Multi-dimensional Approximate Counting

TL;DR

This paper extends approximate counting to multiple dimensions, introducing an optimal counter for Euclidean error that outperforms naive methods, with simple proofs for bounds.

Contribution

It presents a simple, optimal multi-dimensional approximate counter for Euclidean error, improving over naive solutions and providing matching lower bounds.

Findings

Optimal d-dimensional counter for Euclidean error with space complexity matching lower bounds.

Naive d Morris counters are sub-optimal for Euclidean mean squared error.

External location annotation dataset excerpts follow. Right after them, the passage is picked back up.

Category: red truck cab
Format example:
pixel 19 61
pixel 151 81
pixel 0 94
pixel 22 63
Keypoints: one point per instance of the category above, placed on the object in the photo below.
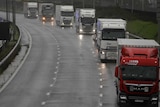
pixel 137 72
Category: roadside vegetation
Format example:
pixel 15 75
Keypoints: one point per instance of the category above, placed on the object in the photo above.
pixel 138 23
pixel 6 49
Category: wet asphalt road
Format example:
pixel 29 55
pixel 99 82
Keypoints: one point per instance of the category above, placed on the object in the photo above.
pixel 62 70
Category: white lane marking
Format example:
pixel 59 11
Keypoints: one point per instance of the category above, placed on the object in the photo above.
pixel 43 103
pixel 51 85
pixel 101 86
pixel 101 95
pixel 48 93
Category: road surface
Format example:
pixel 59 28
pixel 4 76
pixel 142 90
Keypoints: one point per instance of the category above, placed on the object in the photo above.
pixel 62 70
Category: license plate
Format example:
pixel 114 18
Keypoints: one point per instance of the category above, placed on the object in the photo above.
pixel 111 55
pixel 139 101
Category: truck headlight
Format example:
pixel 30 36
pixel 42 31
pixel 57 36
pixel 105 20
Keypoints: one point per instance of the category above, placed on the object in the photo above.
pixel 52 18
pixel 43 18
pixel 80 30
pixel 103 53
pixel 123 97
pixel 154 99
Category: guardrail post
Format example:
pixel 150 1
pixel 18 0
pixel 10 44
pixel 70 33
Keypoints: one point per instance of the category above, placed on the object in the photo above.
pixel 158 19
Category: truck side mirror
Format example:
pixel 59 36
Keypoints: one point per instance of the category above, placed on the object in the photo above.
pixel 127 34
pixel 116 71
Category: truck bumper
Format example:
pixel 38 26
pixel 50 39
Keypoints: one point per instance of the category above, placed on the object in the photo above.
pixel 108 55
pixel 151 100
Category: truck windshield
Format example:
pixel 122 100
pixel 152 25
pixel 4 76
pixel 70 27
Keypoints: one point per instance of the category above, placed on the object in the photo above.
pixel 47 12
pixel 112 34
pixel 87 20
pixel 63 13
pixel 32 9
pixel 139 73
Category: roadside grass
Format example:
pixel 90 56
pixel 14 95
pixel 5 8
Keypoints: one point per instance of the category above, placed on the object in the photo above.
pixel 138 23
pixel 6 49
pixel 144 29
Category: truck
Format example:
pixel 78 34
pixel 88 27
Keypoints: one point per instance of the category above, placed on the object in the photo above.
pixel 137 72
pixel 46 12
pixel 107 32
pixel 30 9
pixel 85 21
pixel 64 15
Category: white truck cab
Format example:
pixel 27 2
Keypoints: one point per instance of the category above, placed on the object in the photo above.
pixel 108 30
pixel 85 21
pixel 64 15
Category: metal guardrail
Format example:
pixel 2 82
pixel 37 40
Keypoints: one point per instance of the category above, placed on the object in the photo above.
pixel 12 52
pixel 134 36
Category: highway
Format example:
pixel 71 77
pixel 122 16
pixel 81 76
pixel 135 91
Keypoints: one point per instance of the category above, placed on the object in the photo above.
pixel 62 70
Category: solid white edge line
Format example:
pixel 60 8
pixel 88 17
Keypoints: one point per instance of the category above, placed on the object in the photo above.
pixel 17 70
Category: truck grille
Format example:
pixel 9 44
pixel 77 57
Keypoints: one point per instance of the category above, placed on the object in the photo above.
pixel 67 21
pixel 138 98
pixel 143 89
pixel 87 28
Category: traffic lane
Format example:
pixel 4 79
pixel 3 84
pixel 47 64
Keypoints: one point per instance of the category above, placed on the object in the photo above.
pixel 106 89
pixel 77 80
pixel 108 95
pixel 33 78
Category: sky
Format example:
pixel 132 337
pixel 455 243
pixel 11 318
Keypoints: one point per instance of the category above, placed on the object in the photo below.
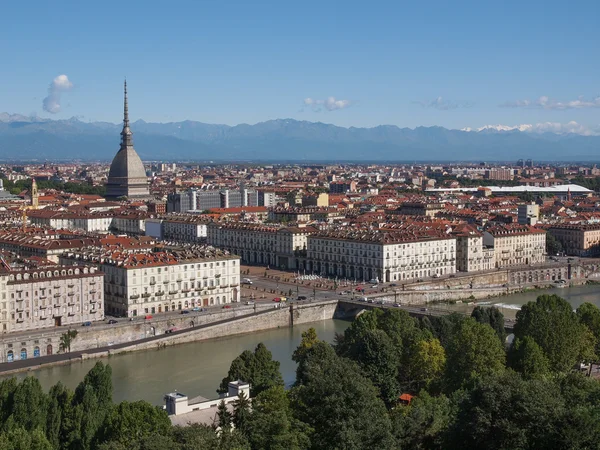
pixel 413 63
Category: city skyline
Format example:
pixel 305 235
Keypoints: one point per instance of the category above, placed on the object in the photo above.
pixel 402 65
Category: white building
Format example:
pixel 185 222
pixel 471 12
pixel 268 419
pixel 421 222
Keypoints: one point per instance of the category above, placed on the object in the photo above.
pixel 385 256
pixel 516 245
pixel 50 297
pixel 154 282
pixel 276 246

Simple proofs using variable-length encoding and sphere covering for bounds.

Abstract

The celebrated Morris counter uses $\log_2\log_2 n + O(\log_2 \sigma^{-1})$ bits to count up to $n$ with a relative error $\sigma$, where if $\hat{\lambda}$ is the estimate of the current count $\lambda$, then $\mathbb{E}|\hat{\lambda}-\lambda|^2 <\sigma^2\lambda^2$. A natural generalization is \emph{multi-dimensional} approximate counting. Let $d\geq 1$ be the dimension. The count vector $x\in \mathbb{N}^d$ is incremented entry-wisely over a stream of coordinates $(w_1,\ldots,w_n)\in [d]^n$, where upon receiving $w_k\in[d]$, $x_{w_k}\gets x_{w_k}+1$. A \emph{$d$-dimensional approximate counter} is required to count $d$ coordinates simultaneously and return an estimate $\hat{x}$ of the count vector $x$. Aden-Ali, Han, Nelson, and Yu \cite{aden2022amortized} showed that the trivial solution of using $d$ Morris counters that track $d$ coordinates separately is already optimal in space, \emph{if each entry only allows error relative to itself}, i.e., $\mathbb{E}|\hat{x}_j-x_j|^2<\sigma^2|x_j|^2$ for each $j\in [d]$. However, for another natural error metric -- the \emph{Euclidean mean squared error} $\mathbb{E} |\hat{x}-x|^2$ -- we show that using $d$ separate Morris counters is sub-optimal. In this work, we present a simple and optimal $d$-dimensional counter with Euclidean relative error $\sigma$, i.e., $\mathbb{E} |\hat{x}-x|^2 <\sigma^2|x|^2$ where $|x|=\sqrt{\sum_{j=1}^d x_j^2}$, with a matching lower bound. The upper and lower bounds are proved with ideas that are strikingly simple. The upper bound is constructed with a certain variable-length integer encoding and the lower bound is derived from a straightforward volumetric estimation of sphere covering.